The College awarded the Marquis de Lafayette the honorary degree of Doctor of Public Service (posthumous) at the 175th Commencement in May. The following brief biography appeared in the Commencement program.
MARIE JOSEPH PAUL YVES ROCH GILBERT DU MOTIER, MARQUIS DE LAFAYETTE (1757-1834), was a renowned statesman who boldly championed the cause of freedom and individual rights throughout his life. A French aristocrat and a military leader in both the American and French revolutions, Lafayette was beloved on both continents. During his 1824 triumphal Farewell Tour of America, which concluded 185 years ago, the Marquis was greeted with expressions of great esteem everywhere. Easton lawyer James Madison Porter was so impressed upon meeting him in Philadelphia that he proposed the town’s new college be named Lafayette as “a testimony of respect for his talents, virtues, and signal services . . . in the great cause of freedom.”
Born into a family with illustrious ancestors on both sides, it seemed likely that Lafayette would have a conventional aristocratic, military career. Instead, he took a different direction, joining the Freemasons in 1775 and two years later, at age 20, buying a ship and sailing to America to volunteer for service in General George Washington’s army. A revolutionary from an early age, he adopted the motto “cur non?” (why not?) for his coat of arms. He wrote in a letter to his wife during the voyage, “The welfare of America is intimately connected with the happiness of all mankind; she will become the respectable and safe asylum of virtue, integrity, tolerance, equality, and a peaceful liberty.”
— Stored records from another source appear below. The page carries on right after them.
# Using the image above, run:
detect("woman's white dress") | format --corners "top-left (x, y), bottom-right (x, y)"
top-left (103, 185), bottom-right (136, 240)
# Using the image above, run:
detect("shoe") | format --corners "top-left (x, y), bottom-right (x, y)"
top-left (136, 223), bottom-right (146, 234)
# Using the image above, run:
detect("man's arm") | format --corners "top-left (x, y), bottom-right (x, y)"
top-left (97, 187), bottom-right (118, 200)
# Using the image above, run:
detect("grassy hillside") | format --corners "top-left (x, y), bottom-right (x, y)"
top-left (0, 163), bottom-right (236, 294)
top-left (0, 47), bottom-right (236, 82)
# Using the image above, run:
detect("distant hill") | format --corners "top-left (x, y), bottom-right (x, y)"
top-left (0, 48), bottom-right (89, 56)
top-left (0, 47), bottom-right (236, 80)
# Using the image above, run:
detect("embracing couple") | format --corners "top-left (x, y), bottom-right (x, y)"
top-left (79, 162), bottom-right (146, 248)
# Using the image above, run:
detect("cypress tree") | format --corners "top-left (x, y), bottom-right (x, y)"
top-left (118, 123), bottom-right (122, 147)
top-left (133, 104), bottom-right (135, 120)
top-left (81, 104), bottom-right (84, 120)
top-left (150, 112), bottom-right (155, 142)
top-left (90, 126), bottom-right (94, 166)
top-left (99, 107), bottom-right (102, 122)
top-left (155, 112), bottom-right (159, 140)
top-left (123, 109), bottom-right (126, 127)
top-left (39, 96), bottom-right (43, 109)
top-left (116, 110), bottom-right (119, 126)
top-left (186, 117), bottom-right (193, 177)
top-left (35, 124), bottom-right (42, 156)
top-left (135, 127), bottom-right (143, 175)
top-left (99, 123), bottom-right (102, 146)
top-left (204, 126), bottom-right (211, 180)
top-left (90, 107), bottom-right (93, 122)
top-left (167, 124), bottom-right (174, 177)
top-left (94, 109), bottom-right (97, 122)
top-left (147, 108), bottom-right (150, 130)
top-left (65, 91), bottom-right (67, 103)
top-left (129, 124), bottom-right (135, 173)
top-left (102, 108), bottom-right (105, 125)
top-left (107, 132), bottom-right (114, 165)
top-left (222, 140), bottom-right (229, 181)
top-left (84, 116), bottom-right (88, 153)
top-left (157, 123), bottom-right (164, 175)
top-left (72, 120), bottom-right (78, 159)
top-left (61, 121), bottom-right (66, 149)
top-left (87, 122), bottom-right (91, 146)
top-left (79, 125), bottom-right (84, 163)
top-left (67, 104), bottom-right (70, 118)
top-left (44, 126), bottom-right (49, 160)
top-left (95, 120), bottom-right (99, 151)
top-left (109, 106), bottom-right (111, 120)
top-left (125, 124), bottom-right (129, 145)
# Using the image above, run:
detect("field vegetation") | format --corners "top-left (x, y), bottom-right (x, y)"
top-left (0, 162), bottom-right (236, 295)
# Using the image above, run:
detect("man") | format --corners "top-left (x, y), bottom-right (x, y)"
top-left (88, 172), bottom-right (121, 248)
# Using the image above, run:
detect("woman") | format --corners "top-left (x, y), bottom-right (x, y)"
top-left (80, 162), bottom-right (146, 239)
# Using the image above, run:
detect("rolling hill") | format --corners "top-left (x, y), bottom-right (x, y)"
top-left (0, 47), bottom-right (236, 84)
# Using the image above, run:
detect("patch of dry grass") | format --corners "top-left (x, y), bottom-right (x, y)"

As principal author of the “Declaration of the Rights of Man and of the Citizen” (1789), he helped propel the French Revolution. In the final decade of his life, he took part in France’s 1830 revolution and also voiced support for revolutions in Greece, Poland, Italy, and South America. An ardent supporter of emancipation and a member of anti-slavery societies in France and America, Lafayette also lobbied for the restoration of civil rights to French Protestants and was instrumental in ensuring that religious freedom be granted to Protestants, Jews, and other non-Catholics. A friend to Native Americans, he also endorsed the views of leading women writers and reformers of his day.
On June 30, 1832, a month after the first students matriculated at Lafayette College, five of them—members of the Franklin Literary Society—wrote to Lafayette that they had made him an honorary member to pay “a feeble though sincere tribute of regard to a man who has proved his own and our country’s benefactor, and whose enlarged philanthropy as with a mantle of blessedness would cover the whole family of man.”
When Lafayette visited Congress in 1824, Speaker of the House Henry Clay delivered an address citing the deep respect and admiration held for him due to his “consistency of character . . . ever true to your old principles, firm and erect, cheering and animating, with your well-known voice, the votaries of liberty, its faithful and fearless champion, ready to shed the last drop of blood, which here, you so freely and nobly spilt in the same holy cause.” But it was not until 178 years later, on August 7, 2002, that Congress made him an honorary citizen of the United States.